In the course, Karl Marx and Friedrich Engels’ early understanding of the world-spanning nature of the capitalist system in The Communist Manifesto and call for ‘internationalist’ revolutionary politics will be analyzed and contextualized alongside salient instances of the reception of Marxist ideas from around the globe in the twentieth century. From Peruvian Marxist José Carlos Mariátegui’s search for a confluency of socialism and indigenous struggle to Cape Verdean Amílcar Cabral’s engagement with Marxist ideas in the context of decolonization; from Rosa Luxemburg’s condemnation of war and imperialism in the name of internationalism to the Cuban attempt to ‘export’ its revolutionary formula across the Southern hemisphere.

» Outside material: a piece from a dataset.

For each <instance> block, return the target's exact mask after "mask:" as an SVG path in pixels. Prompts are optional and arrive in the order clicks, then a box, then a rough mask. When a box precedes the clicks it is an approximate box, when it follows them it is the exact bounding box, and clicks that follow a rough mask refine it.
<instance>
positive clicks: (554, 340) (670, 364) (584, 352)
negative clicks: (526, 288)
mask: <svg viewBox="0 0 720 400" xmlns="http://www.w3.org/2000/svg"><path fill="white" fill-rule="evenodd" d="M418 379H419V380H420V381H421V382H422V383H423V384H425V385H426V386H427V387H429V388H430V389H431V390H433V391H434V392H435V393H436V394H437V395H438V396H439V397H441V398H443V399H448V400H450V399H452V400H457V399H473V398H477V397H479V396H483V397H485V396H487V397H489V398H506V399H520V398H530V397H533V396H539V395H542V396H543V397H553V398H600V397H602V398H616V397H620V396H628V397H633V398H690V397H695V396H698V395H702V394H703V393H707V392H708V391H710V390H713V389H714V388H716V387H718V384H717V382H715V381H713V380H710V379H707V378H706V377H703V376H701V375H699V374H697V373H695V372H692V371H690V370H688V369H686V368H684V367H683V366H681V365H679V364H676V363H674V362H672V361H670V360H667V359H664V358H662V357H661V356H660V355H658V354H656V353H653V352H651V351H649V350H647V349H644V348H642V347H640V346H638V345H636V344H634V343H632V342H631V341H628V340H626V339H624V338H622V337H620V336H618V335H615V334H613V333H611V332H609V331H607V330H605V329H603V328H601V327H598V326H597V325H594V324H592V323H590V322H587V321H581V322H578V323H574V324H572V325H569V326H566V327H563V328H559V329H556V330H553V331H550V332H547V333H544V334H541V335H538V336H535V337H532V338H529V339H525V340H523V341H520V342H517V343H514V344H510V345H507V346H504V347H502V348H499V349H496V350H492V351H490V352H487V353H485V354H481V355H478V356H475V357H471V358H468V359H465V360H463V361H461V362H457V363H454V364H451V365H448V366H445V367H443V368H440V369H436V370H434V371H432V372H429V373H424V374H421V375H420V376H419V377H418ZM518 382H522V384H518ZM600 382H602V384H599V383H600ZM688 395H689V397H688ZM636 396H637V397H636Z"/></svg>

Beyond the limited, binary scope of asking if ‘Marx was a Eurocentric,’ the course ultimately raises the question of why an intellectual tradition that arose in the German lands in the middle of the nineteenth century found both orthodox and heretic readers in places like Mexico, the Balkans, and China throughout the hundred and fifty years that followed and has, especially since 2008, experienced a global comeback from North to South. The course concludes, in that regard, by asking what the revolutionary slogan of the First International – ‘Workers of all countries, unite!’ – established in 1864 might still mean in the global-yet-fractured world of today.